1H14 revenue of RM610m (-6.0% yoy) was translated into a core net profit of RM64.6m (+6.3% yoy), which came in below expectations, accounting for 40.2% and 37.6% of HLIB and consensus full year estimates, respectively.
Lower-than-expected sales revenue impeded by lower output in gloves division due to production downtime associated with water rationing crisis.
None (1H13: None).
2Q14 revenue contracted (-5.5% yoy, -0.8% qoq) chiefly due to a lower production output in the glove division. This was caused by production downtime at a plant in Klang, which was affected by the state-wide water rationing crisis in April. ASP was also lower.
The revenue contraction in the glove division (-10.5% yoy, -3.4% qoq) was partly offset by strong growth in technical rubber division (+15.6% yoy, +16.0% qoq). The improvement was attributed to higher export sales of automotive parts as well as marine and dock fenders.
Cleanroom division continues to perform well in accordance with management’s expectation.
Expansion in glove division is on schedule towards achieving total installed capacity of 22bn pieces of gloves p.a. by 2015 with:
1. Plant 1: 5 lines commissioned full production in Aug 2014.
2. Plant 2: 6 lines scheduled for full production in Nov 2014.
3. Plant 3: 6 lines scheduled for full production in Jan 2015.
Going forward, Kossan remains positive in all the divisions.
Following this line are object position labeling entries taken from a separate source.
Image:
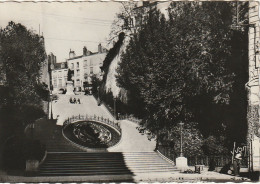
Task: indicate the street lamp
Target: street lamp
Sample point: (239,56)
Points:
(115,108)
(181,124)
(98,97)
(51,106)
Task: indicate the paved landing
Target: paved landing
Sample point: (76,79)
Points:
(131,139)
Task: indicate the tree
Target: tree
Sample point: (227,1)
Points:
(172,66)
(22,53)
(123,22)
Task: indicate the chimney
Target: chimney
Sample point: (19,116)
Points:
(84,51)
(99,48)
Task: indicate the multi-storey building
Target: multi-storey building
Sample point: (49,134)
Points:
(59,76)
(82,68)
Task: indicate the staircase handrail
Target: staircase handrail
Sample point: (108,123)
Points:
(165,158)
(130,118)
(72,119)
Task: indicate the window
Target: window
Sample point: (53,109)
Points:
(55,83)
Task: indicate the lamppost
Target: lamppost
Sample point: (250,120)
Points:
(115,108)
(51,106)
(181,124)
(181,161)
(98,96)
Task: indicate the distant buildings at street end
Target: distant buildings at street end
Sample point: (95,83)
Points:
(81,68)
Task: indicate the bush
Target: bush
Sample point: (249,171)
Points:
(17,150)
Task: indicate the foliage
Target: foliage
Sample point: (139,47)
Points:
(215,146)
(179,70)
(123,21)
(23,55)
(112,53)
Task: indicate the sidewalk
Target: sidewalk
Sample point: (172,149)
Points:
(207,176)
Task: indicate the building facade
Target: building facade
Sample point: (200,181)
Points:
(81,68)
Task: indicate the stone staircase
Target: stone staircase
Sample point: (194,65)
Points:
(106,163)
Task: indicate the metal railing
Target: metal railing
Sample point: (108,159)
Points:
(92,118)
(130,118)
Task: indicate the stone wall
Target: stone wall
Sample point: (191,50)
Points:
(253,84)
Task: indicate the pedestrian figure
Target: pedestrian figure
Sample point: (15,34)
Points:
(212,165)
(236,164)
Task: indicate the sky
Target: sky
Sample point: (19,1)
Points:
(64,26)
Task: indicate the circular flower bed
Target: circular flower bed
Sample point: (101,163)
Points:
(91,134)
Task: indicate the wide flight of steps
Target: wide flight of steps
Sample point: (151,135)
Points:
(108,163)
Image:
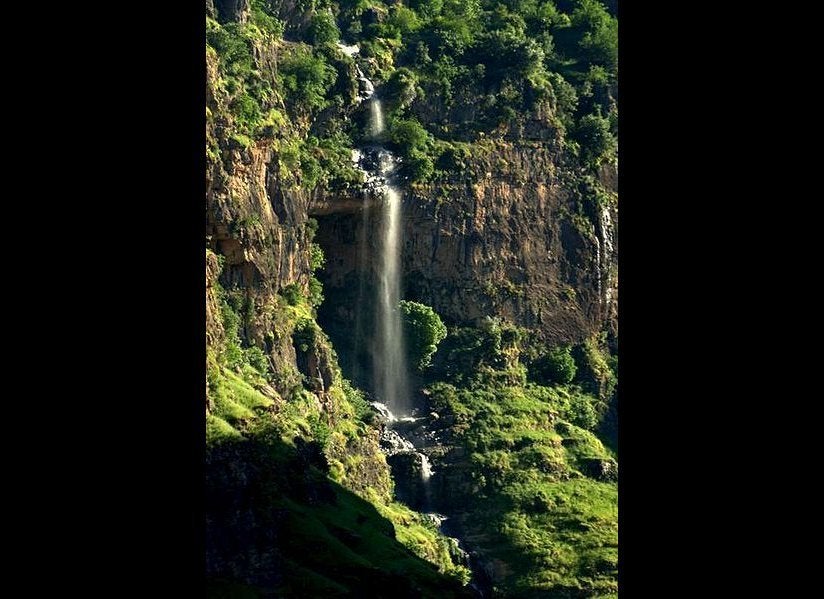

Glove division: Optimistic to deliver a stronger set of results in 2H14, backed by the expected completion of 3 plants.
Technical rubber division: Positive with increased competitiveness in international markets thanks to favourable cost of natural rubber and automation process.
Clean-room division: Tapping on the growth potential in Asia and China (the major user of clean-room products).
Due to the lower-than-expected sales caused by lower production output and latest capacity expansion plan, we tweaked our production forecasts. As a result, FY14, FY15 and FY16’s EPS were trimmed by 5.9%, 6.2% and 5.3%, respectively.
HOLD, TP: RM3.70
Positives – Management team with extensive engineering experience, continuous investment in R&D/automation.
Negatives – Exposure to possible supply glut as a result of over aggressive expansion by all glove players.
Maintain HOLD as we revised our TP downward by 5.2% from RM3.91 to RM3.70, based on unchanged P/E of 12.8x CY15 EPS.
Our target P/E multiple of 12.8x was derived by discounting 4x to the average of Hartalega and Top Glove’s P/E multiples. On average, Kossan has been trading at 4x discount to peers for past 5 years.